Momento 2. Un altro momento da festeggiare è quello in cui stai effettivamente agendo la tua nuova abitudine.
In quel momento ti invito a pensare, visualizzare, vivere nella tua mente il senso ultimo e più grande di quella nuova pratica per te.
Per esempio, potresti visualizzare te stesso, la mattina dopo, che in un battibaleno esci di casa prendendo al volo le tue chiavi dal posto in cui le hai appese. 
Goditi la sensazione piacevole e rassicurante di quel momento, mentre stai appendendo le chiavi: celebra quel momento con gioia e soddisfazione!

Momento 3. Dopo aver appeso le chiavi, festeggia un’ultima volta. Celebra il fatto di avercela fatta!

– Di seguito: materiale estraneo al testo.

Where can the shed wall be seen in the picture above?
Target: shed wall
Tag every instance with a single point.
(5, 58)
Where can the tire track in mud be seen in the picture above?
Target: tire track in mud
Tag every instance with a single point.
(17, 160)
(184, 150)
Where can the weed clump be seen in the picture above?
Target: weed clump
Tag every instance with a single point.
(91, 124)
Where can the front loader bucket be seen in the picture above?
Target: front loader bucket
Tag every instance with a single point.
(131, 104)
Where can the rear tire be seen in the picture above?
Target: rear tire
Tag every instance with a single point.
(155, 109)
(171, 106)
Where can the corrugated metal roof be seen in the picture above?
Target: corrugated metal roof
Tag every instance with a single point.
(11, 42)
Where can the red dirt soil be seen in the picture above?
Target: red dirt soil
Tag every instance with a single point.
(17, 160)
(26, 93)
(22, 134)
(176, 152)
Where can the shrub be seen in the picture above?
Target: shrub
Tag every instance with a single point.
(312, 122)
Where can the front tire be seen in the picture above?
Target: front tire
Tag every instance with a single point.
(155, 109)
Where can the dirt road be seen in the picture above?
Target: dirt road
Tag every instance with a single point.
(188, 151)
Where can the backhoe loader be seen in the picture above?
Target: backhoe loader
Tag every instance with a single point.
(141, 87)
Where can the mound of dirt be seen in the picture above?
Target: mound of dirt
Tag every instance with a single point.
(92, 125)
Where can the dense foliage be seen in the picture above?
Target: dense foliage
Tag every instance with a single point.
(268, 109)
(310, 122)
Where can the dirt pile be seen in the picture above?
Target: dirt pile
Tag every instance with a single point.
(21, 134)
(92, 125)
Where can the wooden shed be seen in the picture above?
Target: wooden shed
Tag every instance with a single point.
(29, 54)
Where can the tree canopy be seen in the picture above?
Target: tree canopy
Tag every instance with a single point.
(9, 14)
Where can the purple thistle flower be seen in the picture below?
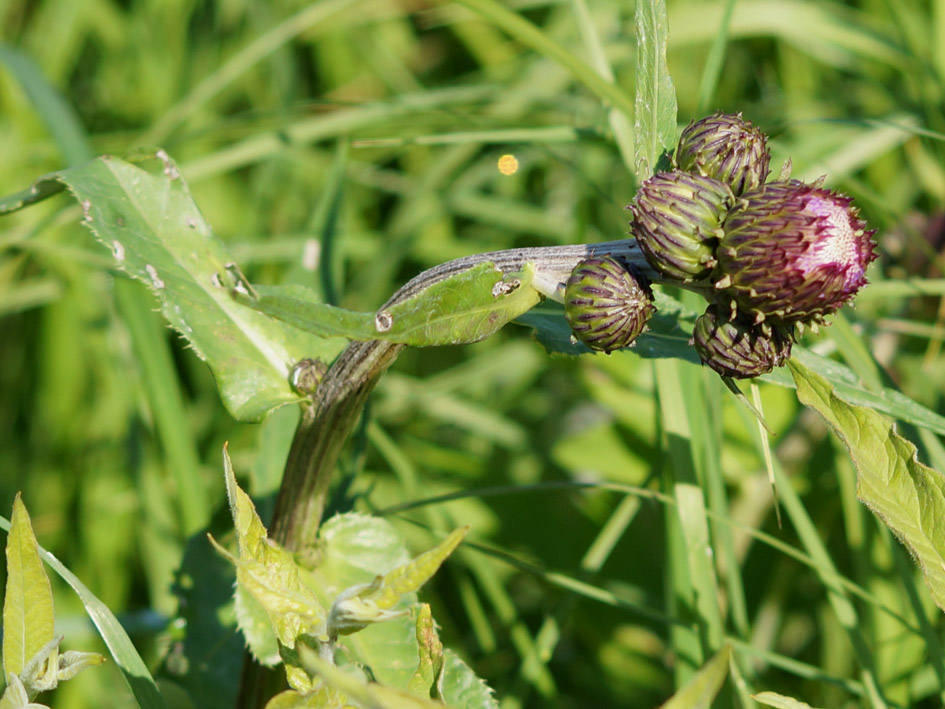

Ogni piccolo successo merita di essere notato e onorato, perché piano piano il cervello associerà quel gesto a qualcosa di bello, piacevole e gioioso, e la nuova abitudine si instaurerà in modo solido nelle connessioni neuronali.


Ti assicuro che potresti restare sorpreso da quanto velocemente potrai adottare un nuovo comportamento, se tieni la tua attenzione vigile e se celebri con costanza . 
E vedrai anche quanto cambierà, più in generale, il tuo approccio al mondo, alle difficoltà e alle novità.